Simultaneous Degradation Study of Isomers in Human Plasma by HPLC-MS/MS and Application of LEDA Algorithm for Their Characterization
, Laura Braconi 1, Marta Menicatti 1, Sara Giachetti 2, Silvia Dei 1, Elisabetta Teodori 1 and Gianluca Bartolucci 1,*Round 1
Reviewer 1 Report
The authors report the application of energy-resolved tandem mass spectrometry coupled to HPLC to study mixtures of isomers in human plasma. They applied linear deconvolution algorithm to identify and quantify model mixtures of isomeric compounds in human plasma. This manuscript shows an interesting technique and might be published after the suggested corrections are done and adequate answers provided to the following questions:
In the abstract the authors claim their "... manuscript proposes a new tandem MS approach by introducing the energetic dimension of the experiment ...", but they also report a number of different papers related to similar energy-dependent MS/MS approaches in their introduction (line 55, p.2: "in the last 2 decades ..."). Probably the adjective "new" is overclaiming.
In the introduction, the authors do not describe accurately the different contributions and MS/MS methodologies already developped in the context of isomer distinction. It must be emphasized two groups of techniques: 1) single-valued MS/MS and, 2) energy-resolved MS/MS. Moreover, those techniques were applied in significantly different contexts which should also be more detailed and presented separately: a) to differentiate/identify mixtures of isomers and, b) to quantify a compound in the presence of an isomeric interference. The authors should be more accurate and emphasize in which respect their approach is novel and on which previously reported results they rely on. In particular, in the context of quantitative analysis, they may compare more precisely their approach with results from the groups of Leary et al. (Anal. Chem. 1999, 71, 19, 4142–4147, 10.1021/ac990553w) and the group of Memboeuf et al. (Anal. Chem. 2018, 90, 14126−14130, ) with which we can see strong convergences/similarities although they are not referenced in the manuscript. The authors may also compare, during their discussion (not only in the introduction), the performance of their approach in light of the results reported in the above 2 papers.
When looking at validation plots provided as supporting information (SF10 to SF17), it appears the LEDA algorithm is performing less at higher purity ratio, with a datapoint inducing strong bias due to lever effect (SF10 and SF11). SF12 and SF13 also exhibit a small curvature, which may more clearly appear when plotting residual analysis. The authors may comment on it and, evaluate if the restriction to a lower range of mixture ratio would improve the results.

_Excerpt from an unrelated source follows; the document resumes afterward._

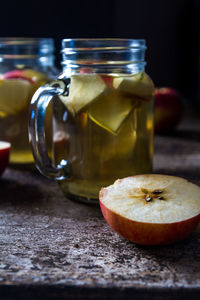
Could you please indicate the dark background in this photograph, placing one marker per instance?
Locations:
(170, 27)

SF18 and SF19 report MS/MS spectra reconstruction from their LEDA algorithm. The authors should provide the MS/MS spectra for pure compounds obtained in the same experimental conditions, to support a sound discussion on this point.
Linear regression results in SF20 and SF21 do not compare very well with data from LEDA presented in SF22. Why ? and how much difference can be afforded/explained ? Idem with SF23 and SF24 to be compared with SF25.
In SF26 to SF33 reporting the LEDA reconstructed chromatograms for the mixtures of the different isomers, shall we not expect to find the chromatographic peaks for the two isomers to sum up and correspond to Ri chromatographic data (as it corresponds to the precursor ion intensities) ? Can the authors explain why it is not the case ?
In SF32, the FRA76 chromatogram actually shows 2 peaks. Does it have a meaning ?
The degradation plot of human plasma spiked with KEE reference is quite surprising, as the authors represent a linear regression with 2 datapoints ... ? Probably some datapoints are missing, aren't they ?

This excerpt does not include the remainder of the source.